Family gets grandma a laptop for Christmas
Dec. 25--POMEROY -- Merry Christmas, Roberta Breithaupt. Here's your laptop computer, bought by your missionary son in Japan, sent back to the United States and refurbished right here in Pomeroy by your grandson Justin Breithaupt.
"She's going to be 92 pretty soon," Justin says of his grandmother. "The relatives have asked that she have a laptop so she can recline in her bed and still listen to her Christian radio shows and type letters."
His grandmother used to have a typewriter, Justin recalls. Then she got a desktop computer. But she's spending more time in bed, thus the need for a laptop.
"When she got the computer, she wouldn't go back to a typewriter."
While his grandmother has adapted to the computer world, Justin says he's always been immersed in it. "I've been doing computers all my life.
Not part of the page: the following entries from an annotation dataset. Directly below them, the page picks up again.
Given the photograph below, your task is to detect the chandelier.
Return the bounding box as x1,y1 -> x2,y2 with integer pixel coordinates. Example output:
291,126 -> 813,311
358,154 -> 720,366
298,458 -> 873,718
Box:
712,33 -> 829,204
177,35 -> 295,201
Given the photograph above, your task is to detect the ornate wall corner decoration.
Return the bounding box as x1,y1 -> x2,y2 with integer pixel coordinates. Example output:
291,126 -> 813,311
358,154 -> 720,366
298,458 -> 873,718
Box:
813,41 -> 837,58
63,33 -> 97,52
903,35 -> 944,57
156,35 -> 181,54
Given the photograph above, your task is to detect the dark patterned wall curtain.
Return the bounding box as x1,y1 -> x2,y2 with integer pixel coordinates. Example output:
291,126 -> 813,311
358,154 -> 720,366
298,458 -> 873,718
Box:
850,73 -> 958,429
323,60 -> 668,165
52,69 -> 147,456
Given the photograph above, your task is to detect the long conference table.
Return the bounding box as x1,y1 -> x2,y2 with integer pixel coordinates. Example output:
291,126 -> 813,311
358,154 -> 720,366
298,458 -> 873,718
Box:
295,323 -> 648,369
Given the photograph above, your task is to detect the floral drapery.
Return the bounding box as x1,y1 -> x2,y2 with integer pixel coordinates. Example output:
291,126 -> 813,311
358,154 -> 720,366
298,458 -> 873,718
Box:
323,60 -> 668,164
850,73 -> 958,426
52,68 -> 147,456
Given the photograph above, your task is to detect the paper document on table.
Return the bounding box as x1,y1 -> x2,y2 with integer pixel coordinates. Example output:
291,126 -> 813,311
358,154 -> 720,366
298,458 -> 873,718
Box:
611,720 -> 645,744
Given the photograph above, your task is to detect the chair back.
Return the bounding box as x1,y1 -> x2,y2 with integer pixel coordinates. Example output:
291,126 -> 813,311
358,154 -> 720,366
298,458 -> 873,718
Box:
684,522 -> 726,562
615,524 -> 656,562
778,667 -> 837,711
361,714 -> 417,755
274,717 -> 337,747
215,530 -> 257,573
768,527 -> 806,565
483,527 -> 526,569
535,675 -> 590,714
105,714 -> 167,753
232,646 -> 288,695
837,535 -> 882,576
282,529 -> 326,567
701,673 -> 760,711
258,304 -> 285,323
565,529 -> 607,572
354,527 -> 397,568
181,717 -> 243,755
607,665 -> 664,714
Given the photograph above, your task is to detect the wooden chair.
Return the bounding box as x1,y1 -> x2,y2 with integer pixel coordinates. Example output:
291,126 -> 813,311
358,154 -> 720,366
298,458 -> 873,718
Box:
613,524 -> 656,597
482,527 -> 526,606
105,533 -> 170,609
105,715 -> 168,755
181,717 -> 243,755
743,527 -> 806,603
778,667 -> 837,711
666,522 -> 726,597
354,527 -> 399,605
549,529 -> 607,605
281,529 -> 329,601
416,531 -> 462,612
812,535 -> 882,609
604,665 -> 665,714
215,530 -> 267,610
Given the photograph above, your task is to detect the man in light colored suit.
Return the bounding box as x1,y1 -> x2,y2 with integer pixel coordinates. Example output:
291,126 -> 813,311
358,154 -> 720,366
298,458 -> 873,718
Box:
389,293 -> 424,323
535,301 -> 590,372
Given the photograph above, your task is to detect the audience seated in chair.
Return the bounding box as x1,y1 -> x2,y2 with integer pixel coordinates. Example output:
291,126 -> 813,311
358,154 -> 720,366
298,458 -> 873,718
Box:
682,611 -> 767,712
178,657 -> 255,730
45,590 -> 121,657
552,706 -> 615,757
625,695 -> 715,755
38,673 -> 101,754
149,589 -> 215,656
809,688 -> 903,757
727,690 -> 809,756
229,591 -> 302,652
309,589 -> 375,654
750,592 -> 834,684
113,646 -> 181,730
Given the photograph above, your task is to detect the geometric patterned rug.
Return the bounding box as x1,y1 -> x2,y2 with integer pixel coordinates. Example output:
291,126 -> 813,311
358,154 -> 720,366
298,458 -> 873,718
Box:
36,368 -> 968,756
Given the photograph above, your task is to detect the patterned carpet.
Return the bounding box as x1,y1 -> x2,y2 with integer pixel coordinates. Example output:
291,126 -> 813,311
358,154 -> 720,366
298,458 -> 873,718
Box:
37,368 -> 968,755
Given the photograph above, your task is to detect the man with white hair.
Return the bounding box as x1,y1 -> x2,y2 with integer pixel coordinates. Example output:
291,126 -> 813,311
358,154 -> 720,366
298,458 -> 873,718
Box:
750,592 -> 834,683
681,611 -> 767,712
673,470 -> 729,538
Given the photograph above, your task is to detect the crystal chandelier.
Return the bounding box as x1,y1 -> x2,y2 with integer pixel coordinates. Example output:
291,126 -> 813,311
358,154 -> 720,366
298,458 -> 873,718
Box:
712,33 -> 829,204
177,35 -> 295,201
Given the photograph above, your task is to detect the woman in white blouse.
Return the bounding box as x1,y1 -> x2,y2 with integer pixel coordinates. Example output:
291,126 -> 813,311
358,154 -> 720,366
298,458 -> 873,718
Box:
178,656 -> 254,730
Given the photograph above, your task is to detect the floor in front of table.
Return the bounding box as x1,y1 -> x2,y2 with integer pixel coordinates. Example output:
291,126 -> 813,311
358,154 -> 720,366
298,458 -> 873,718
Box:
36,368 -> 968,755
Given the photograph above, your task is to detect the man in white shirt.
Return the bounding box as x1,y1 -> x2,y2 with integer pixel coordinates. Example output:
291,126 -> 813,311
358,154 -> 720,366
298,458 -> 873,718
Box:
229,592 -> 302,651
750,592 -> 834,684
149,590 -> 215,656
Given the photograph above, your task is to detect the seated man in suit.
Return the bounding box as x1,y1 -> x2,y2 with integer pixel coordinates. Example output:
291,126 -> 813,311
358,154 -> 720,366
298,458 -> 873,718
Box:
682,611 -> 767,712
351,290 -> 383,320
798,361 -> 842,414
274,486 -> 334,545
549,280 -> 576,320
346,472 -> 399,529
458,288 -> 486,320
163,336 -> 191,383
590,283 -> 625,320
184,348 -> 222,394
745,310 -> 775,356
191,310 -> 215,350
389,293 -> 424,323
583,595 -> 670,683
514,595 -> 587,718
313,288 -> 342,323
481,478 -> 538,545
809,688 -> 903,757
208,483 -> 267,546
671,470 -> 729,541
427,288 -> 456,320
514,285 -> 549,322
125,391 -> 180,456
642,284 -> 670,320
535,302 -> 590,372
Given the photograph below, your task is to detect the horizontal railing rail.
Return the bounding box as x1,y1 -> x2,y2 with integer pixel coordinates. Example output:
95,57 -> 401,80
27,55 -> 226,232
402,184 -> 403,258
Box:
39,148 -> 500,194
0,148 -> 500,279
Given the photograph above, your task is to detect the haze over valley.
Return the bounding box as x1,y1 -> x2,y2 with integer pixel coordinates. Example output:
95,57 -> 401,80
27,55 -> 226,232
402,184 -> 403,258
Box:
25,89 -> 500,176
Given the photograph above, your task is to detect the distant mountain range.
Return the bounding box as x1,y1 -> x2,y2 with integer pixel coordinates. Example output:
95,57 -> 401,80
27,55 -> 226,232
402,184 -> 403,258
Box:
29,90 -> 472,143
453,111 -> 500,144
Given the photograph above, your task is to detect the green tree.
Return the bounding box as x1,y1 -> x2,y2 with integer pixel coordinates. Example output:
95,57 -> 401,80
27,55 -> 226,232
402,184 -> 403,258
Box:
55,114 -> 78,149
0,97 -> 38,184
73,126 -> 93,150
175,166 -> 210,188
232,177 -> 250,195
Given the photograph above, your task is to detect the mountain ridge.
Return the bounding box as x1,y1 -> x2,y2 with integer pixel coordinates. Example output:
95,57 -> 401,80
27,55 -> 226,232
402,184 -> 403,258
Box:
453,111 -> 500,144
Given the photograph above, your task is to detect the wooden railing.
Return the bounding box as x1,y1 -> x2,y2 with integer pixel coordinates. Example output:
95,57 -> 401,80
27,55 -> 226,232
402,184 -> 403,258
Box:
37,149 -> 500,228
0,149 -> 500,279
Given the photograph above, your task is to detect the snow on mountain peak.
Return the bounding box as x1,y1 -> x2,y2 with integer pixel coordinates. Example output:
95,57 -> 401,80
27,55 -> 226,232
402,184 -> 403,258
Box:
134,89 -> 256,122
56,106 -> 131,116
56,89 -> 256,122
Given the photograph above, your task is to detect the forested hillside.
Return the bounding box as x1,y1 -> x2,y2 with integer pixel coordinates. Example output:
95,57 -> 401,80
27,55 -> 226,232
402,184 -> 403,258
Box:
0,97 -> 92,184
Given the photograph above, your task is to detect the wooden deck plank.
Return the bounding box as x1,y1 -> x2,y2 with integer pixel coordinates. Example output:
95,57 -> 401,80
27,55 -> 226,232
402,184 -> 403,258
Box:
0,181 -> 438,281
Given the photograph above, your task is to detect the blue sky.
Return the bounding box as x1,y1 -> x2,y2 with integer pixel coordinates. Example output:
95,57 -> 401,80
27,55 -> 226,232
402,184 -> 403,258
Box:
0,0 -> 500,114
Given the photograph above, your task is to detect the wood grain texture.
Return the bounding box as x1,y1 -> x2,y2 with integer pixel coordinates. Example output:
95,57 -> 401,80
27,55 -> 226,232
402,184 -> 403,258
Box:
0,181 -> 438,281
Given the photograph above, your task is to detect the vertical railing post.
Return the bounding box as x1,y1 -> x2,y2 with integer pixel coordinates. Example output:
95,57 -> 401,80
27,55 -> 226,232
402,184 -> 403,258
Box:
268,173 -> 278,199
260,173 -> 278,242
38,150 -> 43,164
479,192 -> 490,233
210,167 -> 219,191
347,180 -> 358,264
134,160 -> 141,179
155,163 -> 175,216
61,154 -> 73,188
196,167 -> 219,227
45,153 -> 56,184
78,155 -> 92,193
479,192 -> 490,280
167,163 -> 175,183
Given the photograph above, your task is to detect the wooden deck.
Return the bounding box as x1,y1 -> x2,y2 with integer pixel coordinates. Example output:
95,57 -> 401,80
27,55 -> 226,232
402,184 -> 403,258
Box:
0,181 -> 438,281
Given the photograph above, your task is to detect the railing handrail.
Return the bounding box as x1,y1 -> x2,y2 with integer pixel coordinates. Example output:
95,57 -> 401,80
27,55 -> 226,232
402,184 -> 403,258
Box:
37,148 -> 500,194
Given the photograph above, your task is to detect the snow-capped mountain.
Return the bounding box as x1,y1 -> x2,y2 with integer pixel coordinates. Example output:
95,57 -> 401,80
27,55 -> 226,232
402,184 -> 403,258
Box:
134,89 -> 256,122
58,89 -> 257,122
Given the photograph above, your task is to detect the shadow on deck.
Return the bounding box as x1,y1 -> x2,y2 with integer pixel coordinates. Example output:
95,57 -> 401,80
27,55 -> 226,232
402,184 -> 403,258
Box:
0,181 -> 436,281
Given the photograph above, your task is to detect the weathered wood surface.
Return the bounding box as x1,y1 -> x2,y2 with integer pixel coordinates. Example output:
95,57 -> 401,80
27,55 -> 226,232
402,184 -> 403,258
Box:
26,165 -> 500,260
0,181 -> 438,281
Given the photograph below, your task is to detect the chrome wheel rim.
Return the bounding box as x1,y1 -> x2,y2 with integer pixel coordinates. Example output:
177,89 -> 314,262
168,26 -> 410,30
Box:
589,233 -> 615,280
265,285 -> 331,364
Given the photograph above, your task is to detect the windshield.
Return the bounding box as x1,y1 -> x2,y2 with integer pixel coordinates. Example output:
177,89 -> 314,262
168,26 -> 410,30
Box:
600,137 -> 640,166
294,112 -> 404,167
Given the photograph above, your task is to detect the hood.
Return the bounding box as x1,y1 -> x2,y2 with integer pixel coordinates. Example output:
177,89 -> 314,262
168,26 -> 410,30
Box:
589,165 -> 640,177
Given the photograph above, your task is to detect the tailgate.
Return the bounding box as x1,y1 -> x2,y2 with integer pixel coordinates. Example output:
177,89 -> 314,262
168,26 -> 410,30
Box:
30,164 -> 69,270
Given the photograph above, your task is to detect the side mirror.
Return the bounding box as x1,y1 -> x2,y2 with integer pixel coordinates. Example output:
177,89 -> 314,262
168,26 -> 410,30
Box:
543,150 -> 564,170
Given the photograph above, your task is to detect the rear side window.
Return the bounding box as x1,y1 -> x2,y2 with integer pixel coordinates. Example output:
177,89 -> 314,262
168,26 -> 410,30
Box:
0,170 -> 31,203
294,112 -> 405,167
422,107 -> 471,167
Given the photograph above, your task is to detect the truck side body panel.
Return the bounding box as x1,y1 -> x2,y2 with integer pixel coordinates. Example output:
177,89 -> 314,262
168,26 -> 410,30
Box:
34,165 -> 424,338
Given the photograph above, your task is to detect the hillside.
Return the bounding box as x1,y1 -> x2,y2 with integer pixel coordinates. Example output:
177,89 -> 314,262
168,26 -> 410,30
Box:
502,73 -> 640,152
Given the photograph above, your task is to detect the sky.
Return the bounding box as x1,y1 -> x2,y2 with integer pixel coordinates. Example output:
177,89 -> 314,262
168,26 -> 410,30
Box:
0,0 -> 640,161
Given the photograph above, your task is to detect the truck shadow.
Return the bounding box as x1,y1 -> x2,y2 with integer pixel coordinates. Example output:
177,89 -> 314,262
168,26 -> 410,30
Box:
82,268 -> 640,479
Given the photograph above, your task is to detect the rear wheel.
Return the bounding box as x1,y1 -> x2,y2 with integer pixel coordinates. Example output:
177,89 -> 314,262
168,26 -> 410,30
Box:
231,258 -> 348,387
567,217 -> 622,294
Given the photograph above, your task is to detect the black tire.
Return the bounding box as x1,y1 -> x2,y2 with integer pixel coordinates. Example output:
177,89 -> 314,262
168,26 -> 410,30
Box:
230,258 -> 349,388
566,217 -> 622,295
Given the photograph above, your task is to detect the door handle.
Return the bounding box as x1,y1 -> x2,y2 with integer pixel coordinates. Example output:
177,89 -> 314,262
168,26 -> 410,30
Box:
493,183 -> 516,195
Before I was in college, after I was in college, I've been doing computers."
A graduate of Walla Walla Community College, Justin, 24, says he's in the process of channeling his affinity for computer technology into a business that is the product of a calling.
"The sign out front says U.S.A. Computer Tech and Rescue, but we also call it the Pomeroy Youth Center."
In addition to selling new computers, refurbishing old computers and repairing both, Justin has opened the doors of his fledgling business to area youth. "The main goal is I let kids come in and play video games and use the computers after school. It's kind of a Christian youth center, more than a computer business."
Justin says he's trying to make enough money on the computer side to eventually go nonprofit and concentrate on the youth center idea -- complete with a video arcade and games he's created. "I plan to stay here. A lot of people think that you can't start something in Pomeroy, you can't survive, that businesses can't keep going. But I've got some program ideas."
The business is located on Main Street in a former welding shop that's stood dormant for years. Justin heats the cavernous building with wood. "My chain saw went out when I was cutting, so I've got to save up to get a new one."
Being an entrepreneur during a recession, Justin concedes, is a taxing proposition. But he keeps going back to the notion of a calling. "I never hear God's voice. It's more like thoughts and feelings. I was waiting for a definite answer, so I kept praying and praying about it." "
The prayers were answered, he claims, on Aug. 16, 2008, when he traveled to Moscow with a friend to meet a religious prophet who happened to be in town. "I went up there, and there was this lady (not the prophet) nobody even knew. And she came over to me and told me I needed to start my business and the Christian youth center. I thought, wow, I couldn't have asked for a better answer."
So Justin says he returned to Pomeroy, started renting the old welding shop and remains determined. "I have strong feelings that we need to be independent of the government as far as what we rely on and what we do. I think we need to be very independent."
And thanks to the woman he met, Justin says, he's heeded the calling. "She told me, 'When God tells you what to do, don't question it. Do it.' So that's what I've been doing and it's working out."
Which means, of course, that Justin's grandmother will get her newly refurbished used laptop computer today. "She's one of the oldest residents in Pomeroy and she's operated a desktop computer since 2007," Justin says as he continues to set up the laptop. Steve Breithaupt, who's working as a missionary in Japan, bought the computer and sent it home.
"I'm just loading the operating system on it, making sure the wireless is going to work, all that kind of stuff," Justin says. "It's not as vulnerable (as) other systems, except when older ladies push wrong buttons. It's the most universal bomb-proof operating system out there."
And hopefully, Justin says, his business will remain recession-proof and prove to be an asset to the community. "One of my uncles asked why I don't go to Seattle and work for Microsoft or one of the big companies. For me, that would be the easy way out."
His niche, Justin insists, is to stay put, find a way to buy the old welding shop, remodel it, go nonprofit and follow the calling.
"This is what I'm supposed to do. I'm not supposed to abandon this town and abandon these people."